Rather than try to modify the mail submission machine's Exim
configuration to add authenticated SMTP for some connections, we
can turn the problem around and do it on the IMAP server instead.
The IMAP server already has Dovecot and our full /etc/passwd; all
it needs is to have Exim added with a configuration that only does
authenticated SMTP. Sure, we wind up with two mail submission
machines, but this way we don't have to mix the two somewhat different
mail submission roles and we get a much simpler change to our
existing machines. People also get a somewhat simpler IMAP client
configuration (and one that's probably more normal), since now their
(outgoing) mail server will be the same as their IMAP server.
(The actual Exim configuration on our IMAP server can be just a slight variation on the existing mail submission Exim configuration. Insisting on SMTP authentication all the time is an easy change.)
As a side benefit, testing and migration is going to be pretty easy. Nothing is trying to talk SMTP to the IMAP server today, so we can transparently add Exim there then have people try out using it as their (outgoing) mail server. If something goes wrong, the regular mail submission machine is completely unaltered and people can just switch back.
2015-03-14
Using an automounter doesn't always help with bad NFS servers
Suppose, not entirely hypothetically, that you have a NFS fileserver that is locking up every so often, that you statically mount its filesystems on your IMAP server, your mail server, your general login server, your web server, and so on, and that as a result when it locks up many of your servers wind up grinding to a halt. Clearly the workaround is to switch from static NFS mounts to an automounter, right?

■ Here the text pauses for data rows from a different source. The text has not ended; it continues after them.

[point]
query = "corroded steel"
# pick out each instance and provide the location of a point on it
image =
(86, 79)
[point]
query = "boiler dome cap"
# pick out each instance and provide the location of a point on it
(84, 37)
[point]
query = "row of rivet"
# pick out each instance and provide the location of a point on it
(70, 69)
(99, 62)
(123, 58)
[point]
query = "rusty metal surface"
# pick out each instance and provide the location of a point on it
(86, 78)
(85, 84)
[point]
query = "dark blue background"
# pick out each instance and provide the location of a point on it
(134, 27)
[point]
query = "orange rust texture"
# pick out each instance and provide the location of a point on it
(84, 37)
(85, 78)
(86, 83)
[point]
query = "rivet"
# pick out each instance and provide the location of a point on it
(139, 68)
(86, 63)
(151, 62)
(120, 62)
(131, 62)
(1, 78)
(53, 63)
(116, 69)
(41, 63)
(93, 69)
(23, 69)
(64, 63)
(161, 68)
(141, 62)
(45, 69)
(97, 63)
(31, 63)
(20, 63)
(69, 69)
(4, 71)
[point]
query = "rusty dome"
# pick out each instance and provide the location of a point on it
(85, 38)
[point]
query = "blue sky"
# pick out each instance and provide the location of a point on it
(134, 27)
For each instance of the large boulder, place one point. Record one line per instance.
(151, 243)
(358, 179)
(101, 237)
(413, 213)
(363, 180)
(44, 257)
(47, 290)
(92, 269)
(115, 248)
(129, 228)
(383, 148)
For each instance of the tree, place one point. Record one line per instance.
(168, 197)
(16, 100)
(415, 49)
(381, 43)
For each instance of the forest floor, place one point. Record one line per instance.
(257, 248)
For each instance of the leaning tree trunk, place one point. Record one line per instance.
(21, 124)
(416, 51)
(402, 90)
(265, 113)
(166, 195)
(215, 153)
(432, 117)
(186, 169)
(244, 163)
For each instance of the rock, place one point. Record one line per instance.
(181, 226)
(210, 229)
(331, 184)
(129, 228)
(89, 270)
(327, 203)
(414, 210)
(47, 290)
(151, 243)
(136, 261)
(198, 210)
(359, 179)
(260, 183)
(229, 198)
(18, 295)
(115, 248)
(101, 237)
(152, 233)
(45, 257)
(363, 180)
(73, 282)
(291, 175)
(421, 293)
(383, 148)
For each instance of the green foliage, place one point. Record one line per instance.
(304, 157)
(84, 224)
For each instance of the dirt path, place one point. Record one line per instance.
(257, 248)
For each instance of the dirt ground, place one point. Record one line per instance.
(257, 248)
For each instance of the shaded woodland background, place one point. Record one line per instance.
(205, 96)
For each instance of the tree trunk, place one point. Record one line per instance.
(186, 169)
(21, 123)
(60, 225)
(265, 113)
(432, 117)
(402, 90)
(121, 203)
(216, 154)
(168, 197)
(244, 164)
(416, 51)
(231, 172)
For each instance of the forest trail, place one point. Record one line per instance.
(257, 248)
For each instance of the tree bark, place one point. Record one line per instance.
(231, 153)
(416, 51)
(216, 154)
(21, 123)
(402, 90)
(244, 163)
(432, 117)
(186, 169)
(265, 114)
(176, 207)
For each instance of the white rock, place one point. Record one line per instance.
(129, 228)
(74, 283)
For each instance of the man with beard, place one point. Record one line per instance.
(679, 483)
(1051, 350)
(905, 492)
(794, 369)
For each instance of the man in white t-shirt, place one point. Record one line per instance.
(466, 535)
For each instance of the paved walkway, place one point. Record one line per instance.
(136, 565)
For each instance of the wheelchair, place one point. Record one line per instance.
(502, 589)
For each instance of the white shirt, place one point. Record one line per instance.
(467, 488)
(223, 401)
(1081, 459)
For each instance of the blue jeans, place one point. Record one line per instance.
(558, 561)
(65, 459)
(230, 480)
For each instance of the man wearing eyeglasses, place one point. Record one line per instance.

Not so fast. Switching from static NFS mounts to using an automounter probably won't help you here. The problem is that an automounter only helps with inactive, rarely used filesystems, because these are the only sort of filesystems that it doesn't have mounted. If you have machines that are naturally using these filesystems all the time, as people read their email and serve up their home pages and so on, there's no practical difference between an automounter setup and static NFS mounts. The filesystems are mounted and active all the time and the moment the NFS fileserver goes away you're going to start have problems, as process after process tries to read from them and stalls out.
(In this situation all that switching to an automounter will do is add more moving parts to your system.)
An automounter is a decent solution to unreliable but infrequently used NFS servers, which is the situation it was designed for. It's unfortunately not a particularly effective way to deal with frequently used fileservers that become unreliable, but then nothing is; if you need filesystems and they're not responding, you have problems no matter what.
(You only have two real solutions: make your fileservers reliable or make as many machines as possible not need filesystems from the unreliable fileservers. The latter may require extreme measures like multiple IMAP servers, each one of which only talks to one fileserver.)